Module1: Introduction
 
The power industry across the globe is experiencing a radical change in its business as well as in an operational model where, the vertically integrated utilities are being unbundled and opened up for competition with private players. This enables an end to the era of monopoly. Right from its inception, running the power system was supposed to be a task of esoteric quality. The electric power was then looked upon as a service. Control consisting of planning and operational tasks was administered by a single entity or utility. The vertical integration of all tasks gave rise to the term – vertically integrated utility. The arrangement of the earlier setup of the power sector was characterized by operation of a single utility generating, transmitting and distributing electrical energy in its area of operation. Thus, these utilities enjoyed monopoly in their area of operation. They were often termed as monopoly utilities.
 
Why were earlier utilities the ‘monopolies'? The reason for monopoly can be traced right back to the early days when electricity was comparatively a new technology. The skeptical attitude of the government towards electricity led to investment by private players into the power sector, who in turn, demanded for the monopoly in their area of operation. This created a win-win situation for both- government and the electrical technology promoters. However, the government would not let the private players enjoy the monopoly and exploit the end consumer and hence introduced regulation in the business. Thus, the power industries of initial era became regulated monopoly utilities . The structure of a conventional vertically integrated utility is shown in Figure 1.1. As evident from the figure, there was only a single utility with whom the customer dealt with. Thus, only two entities existed in the power business: a monopolist utility and the customer.

 
 
Fig 1.1
 
What does ‘regulation’ mean? The regulations are generally imposed by the government or the government authority. These essentially represent a set of rules or framework that the government has imposed so as to run the system smoothly and with discipline, without undue advantage to any particular entity at the cost of end consumer. All practical power systems of earlier days used to be regulated by the government. This was obviously so. The old era power industries were vertically integrated utilities and enjoyed monopoly in their area of operation. Whenever a monopoly is sensed in any sector, it is natural for the government to step in and set up a framework of way of doing business, in order to protect end consumer interests.
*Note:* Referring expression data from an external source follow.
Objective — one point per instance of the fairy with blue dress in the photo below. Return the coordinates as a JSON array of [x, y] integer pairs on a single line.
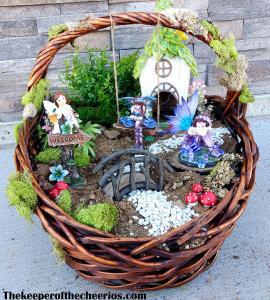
[[140, 116]]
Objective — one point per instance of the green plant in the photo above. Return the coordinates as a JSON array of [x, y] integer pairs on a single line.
[[55, 30], [16, 129], [41, 136], [48, 155], [21, 194], [128, 87], [37, 94], [93, 130], [91, 85], [211, 28], [103, 216], [223, 174], [165, 41], [64, 201], [81, 158], [226, 52]]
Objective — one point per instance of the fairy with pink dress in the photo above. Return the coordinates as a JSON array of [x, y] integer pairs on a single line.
[[198, 148]]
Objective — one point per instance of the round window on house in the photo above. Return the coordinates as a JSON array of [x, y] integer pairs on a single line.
[[163, 68]]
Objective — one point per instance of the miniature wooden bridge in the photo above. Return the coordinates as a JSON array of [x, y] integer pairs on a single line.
[[123, 169]]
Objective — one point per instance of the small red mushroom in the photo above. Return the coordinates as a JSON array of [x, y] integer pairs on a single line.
[[208, 199], [54, 192], [192, 199], [61, 185], [197, 188]]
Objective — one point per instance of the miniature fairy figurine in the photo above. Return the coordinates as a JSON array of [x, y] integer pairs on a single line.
[[61, 115], [139, 117], [198, 146], [184, 114]]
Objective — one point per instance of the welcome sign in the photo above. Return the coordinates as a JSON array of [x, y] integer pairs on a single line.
[[68, 139]]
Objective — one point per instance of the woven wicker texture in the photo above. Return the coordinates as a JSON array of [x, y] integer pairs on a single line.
[[140, 263]]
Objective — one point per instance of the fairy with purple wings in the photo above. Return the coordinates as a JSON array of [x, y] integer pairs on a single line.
[[184, 114], [140, 115]]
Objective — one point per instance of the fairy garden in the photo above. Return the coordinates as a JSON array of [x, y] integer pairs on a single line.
[[134, 147]]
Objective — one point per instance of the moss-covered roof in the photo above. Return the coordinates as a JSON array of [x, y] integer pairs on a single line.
[[165, 42]]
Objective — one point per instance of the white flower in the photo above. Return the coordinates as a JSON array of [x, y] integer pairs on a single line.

Some of the characteristics of monopoly utility are:
 
  1. Single utility in one area of operation enjoying monopoly.
  2. Regulated Framework: The utility should work under the business framework setup by the government.
  3. Universal Supply Obligation (USO): Utility should provide power to all those customers who demand for it.
  4. Regulated Costs: The return on the utility's investments is regulated by the government.
 
In a nutshell, regulation is about checking the prices of the monopolist in the absence of private players and market forces.